XML & Charset & PG Tab
Make XHTML code HTML-compatible—this
option enables certain special actions to make the generated XHTML
code backward-compatible with the browsers that understand only
HTML markup. Those actions include inserting a space just before
/> in single tags; duplicating the
"id" attribute with "name" having the same value; and specifying the
document encoding not only in the XML data type declaration at the
beginning but also in the HTML META tag in the TITLE section. It is
advisable to use this compatibility mode at all times. This
checkbox is duplicated on the General Tab.
Do not insert XML declaration at the
beginning—this option suppresses the insertion of the
encoding="windows-1252"?> declaration (the actual
encoding may differ). Normally the XML declaration is required by
the standard, but some old HTML-only browsers may have a problem
processing such documents. For example, Internet Explorer 6 will
use the quirks mode when encountering such a declaration. So if
compatibility with older browsers is required, just omit the
declaration by enabling this option.
Don't enclose content of <STYLE>,
<SCRIPT> tags into CDATA marks—this option suppresses
the insertion of CDATA marks before and after the content of the
STYLE and SCRIPT tags. CDATA marks are normally required to let an
XML parser handle the < and > characters within included
styles and scripts. But it is better not to use CDATA marks in HTML
documents at all, otherwise some older browsers may be unable to
display them properly.
Encoding is an option that lets you specify the codepage for
the output (X)HTML and CSS files. You can use any encoding
installed on your system, as well as use the Unicode
pseudo-codepages UTF-8 and UTF-16. However, using UTF-7 is strongly
discouraged as this format was developed as a workaround solution
for older e-mail systems that could handle ASCII characters in the
e-mail message’s character content stream only. Now this format is
rarely used. Besides, the word
wrapping functionality will not work with this encoding.

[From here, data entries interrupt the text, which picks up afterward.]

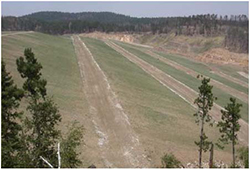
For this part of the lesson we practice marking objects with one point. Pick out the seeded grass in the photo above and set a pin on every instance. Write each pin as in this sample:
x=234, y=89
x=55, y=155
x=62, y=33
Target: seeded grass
x=154, y=111
x=60, y=69
x=192, y=82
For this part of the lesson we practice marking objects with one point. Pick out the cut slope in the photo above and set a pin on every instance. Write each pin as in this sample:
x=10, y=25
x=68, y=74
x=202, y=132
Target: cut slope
x=56, y=54
x=190, y=81
x=179, y=88
x=163, y=121
x=119, y=144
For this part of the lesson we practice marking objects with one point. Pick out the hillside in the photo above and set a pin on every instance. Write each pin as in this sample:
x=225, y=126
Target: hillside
x=132, y=113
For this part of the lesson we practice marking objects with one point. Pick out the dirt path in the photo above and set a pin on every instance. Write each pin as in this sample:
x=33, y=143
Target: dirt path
x=17, y=33
x=243, y=74
x=240, y=95
x=228, y=77
x=119, y=144
x=177, y=87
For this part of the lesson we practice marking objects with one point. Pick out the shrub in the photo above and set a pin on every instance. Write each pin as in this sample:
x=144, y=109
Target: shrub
x=170, y=161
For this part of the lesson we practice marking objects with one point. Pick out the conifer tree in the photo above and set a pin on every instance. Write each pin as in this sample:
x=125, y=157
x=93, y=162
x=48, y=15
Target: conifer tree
x=11, y=143
x=229, y=125
x=42, y=135
x=204, y=103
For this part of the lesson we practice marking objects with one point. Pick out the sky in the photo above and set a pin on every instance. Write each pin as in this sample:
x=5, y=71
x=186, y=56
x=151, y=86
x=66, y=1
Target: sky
x=135, y=9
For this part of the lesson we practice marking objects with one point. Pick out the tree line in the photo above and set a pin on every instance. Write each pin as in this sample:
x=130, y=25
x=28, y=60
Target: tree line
x=32, y=134
x=234, y=27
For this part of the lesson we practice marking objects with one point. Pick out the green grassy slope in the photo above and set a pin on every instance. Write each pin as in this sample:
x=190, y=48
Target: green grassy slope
x=223, y=98
x=60, y=69
x=158, y=115
x=203, y=69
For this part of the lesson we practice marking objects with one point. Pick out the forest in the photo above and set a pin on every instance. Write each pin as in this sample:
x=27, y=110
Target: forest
x=233, y=27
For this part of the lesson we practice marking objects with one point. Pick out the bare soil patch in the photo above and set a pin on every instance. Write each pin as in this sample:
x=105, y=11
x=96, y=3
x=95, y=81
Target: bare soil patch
x=177, y=87
x=119, y=145
x=242, y=96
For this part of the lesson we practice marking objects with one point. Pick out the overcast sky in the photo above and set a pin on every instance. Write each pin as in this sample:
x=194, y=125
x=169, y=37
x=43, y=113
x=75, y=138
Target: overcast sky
x=137, y=9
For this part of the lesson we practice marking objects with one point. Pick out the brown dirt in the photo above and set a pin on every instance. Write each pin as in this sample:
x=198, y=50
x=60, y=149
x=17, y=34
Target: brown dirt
x=242, y=96
x=116, y=36
x=118, y=143
x=177, y=87
x=228, y=77
x=223, y=56
x=243, y=74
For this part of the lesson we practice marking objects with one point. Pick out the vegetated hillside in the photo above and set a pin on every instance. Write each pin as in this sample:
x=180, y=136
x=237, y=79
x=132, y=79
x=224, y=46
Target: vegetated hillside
x=235, y=28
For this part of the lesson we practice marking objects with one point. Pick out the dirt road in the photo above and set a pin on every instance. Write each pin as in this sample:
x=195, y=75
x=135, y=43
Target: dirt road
x=228, y=77
x=119, y=144
x=177, y=87
x=240, y=95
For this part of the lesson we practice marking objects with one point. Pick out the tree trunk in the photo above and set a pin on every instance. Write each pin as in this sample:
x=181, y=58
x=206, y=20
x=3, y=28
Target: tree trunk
x=211, y=156
x=201, y=143
x=233, y=150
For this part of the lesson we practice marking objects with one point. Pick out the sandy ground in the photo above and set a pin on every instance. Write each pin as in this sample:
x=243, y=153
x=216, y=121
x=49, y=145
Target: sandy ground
x=228, y=77
x=243, y=74
x=177, y=87
x=118, y=143
x=240, y=95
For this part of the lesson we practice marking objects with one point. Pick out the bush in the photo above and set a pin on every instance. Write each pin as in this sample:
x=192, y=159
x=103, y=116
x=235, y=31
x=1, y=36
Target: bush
x=170, y=161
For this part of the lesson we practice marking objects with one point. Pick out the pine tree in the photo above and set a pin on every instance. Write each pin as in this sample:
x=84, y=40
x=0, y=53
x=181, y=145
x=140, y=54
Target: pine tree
x=204, y=103
x=41, y=134
x=229, y=125
x=11, y=143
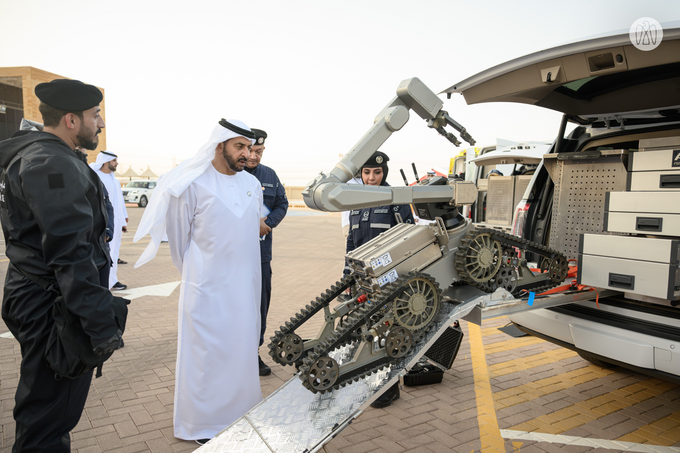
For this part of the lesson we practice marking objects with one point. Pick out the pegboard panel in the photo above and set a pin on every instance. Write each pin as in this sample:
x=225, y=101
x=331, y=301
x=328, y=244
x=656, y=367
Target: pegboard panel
x=578, y=199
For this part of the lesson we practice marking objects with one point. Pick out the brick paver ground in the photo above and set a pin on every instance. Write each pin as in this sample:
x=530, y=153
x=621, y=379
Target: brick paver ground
x=534, y=385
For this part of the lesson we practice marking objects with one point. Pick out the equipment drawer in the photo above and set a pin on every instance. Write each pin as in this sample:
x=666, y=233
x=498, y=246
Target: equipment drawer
x=667, y=180
x=642, y=202
x=667, y=159
x=642, y=223
x=631, y=276
x=665, y=251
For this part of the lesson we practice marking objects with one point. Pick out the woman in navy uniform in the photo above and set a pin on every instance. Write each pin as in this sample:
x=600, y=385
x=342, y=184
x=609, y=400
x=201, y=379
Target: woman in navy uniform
x=366, y=224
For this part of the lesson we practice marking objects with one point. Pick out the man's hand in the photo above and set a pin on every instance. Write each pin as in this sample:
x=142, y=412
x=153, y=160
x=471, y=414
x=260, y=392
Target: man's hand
x=109, y=345
x=264, y=228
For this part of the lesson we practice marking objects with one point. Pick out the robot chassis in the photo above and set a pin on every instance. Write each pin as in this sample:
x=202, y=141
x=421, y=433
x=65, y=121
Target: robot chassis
x=396, y=278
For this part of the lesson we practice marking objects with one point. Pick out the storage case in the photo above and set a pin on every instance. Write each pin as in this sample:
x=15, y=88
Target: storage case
x=644, y=266
x=441, y=355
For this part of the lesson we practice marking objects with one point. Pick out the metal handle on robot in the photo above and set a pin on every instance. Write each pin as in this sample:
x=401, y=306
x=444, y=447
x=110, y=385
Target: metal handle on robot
x=441, y=120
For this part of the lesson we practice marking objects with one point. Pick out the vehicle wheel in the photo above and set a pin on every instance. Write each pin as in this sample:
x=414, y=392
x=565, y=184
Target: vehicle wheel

According to some surveys, currently the most used encoding for
websites is UTF-8. It is a variable-character-length encoding
scheme that can represent all Unicode code points. The character
size is from 1 byte (for ASCII characters, which are represented by
their 1-byte ASCII codes; pure ASCII text encoded in UTF-8 has
exactly the same representation as when encoded in ASCII) to 4
bytes (for characters with Unicode code points in the range from
U+10000 to U+1FFFFF).
Another popular variable-character-length encoding scheme is
UTF-16. Its character size is 2 bytes for most characters, and 4
bytes (special sequences called “surrogate pairs”) for symbols
whose codes do not fit into one 2-byte character. UTF-16(MSB) means
that the Most Significant Byte goes first; this encoding is also
known as BE, or Big Endian. UTF-16(LSB) means that the Least
Significant Byte goes first; this encoding is also known as LE, or
Little Endian. Windows uses LSB, or Little Endian, for the internal
representation of all Unicode strings. So it is more efficient to
use this option if the document will mostly be used on the Windows
platform. To prevent any misinterpreting of the encoding, if UTF-16
is used, DocToHtml always puts the BOM (Byte Order Mask) 2-byte
sequence in the beginning of the output file.
For multilingual documents, it is recommended to use a Unicode
encoding. When a character from the input document is not
representable in the output encoding, DocToHtml will insert an
escape numeric entity with its Unicode code; for example,
¡ (the ¡ letter will be displayed). Such entities,
although correctly recognized by all browsers, add to the output
document size and decrease the readability of the (X)HTML code.
The word wrapping function
relies on whitespace characters to determine potential break
positions, and therefore will not work correctly with any
hieroglyphics languages, such as Chinese, Japanese, or Korean.
If you do not see a desired encoding in this list, it
means that it is not installed on your system. For instructions on
how to install a codepage, please read the MSDN article “How to install a code
page” on the Microsoft website. DocToHtml reads the list of
available codepages only at launch, so remember to restart it after
adding a new codepage to your system.
Windows does not provide any way to obtain the standard codepage
name, which could be used as a value for the “charset” HTML
property or the “encoding” XML property. So DocToHtml has a
built-in list of codepages with their corresponding standard names.
Currently it consists of 161 items. If your codepage is not on the
list, you will see an appropriate warning. Please inform us about
that, so that we can add a new codepage–name pair to the list.
Use controls at the bottom of this Tab to set parameters for the
<RUBY> tags. “PG” stands for
Phonetic Guide, a MS Word term to denote small
characters above the regular text. They can be used, for example,
to create Furigana or Pinyin.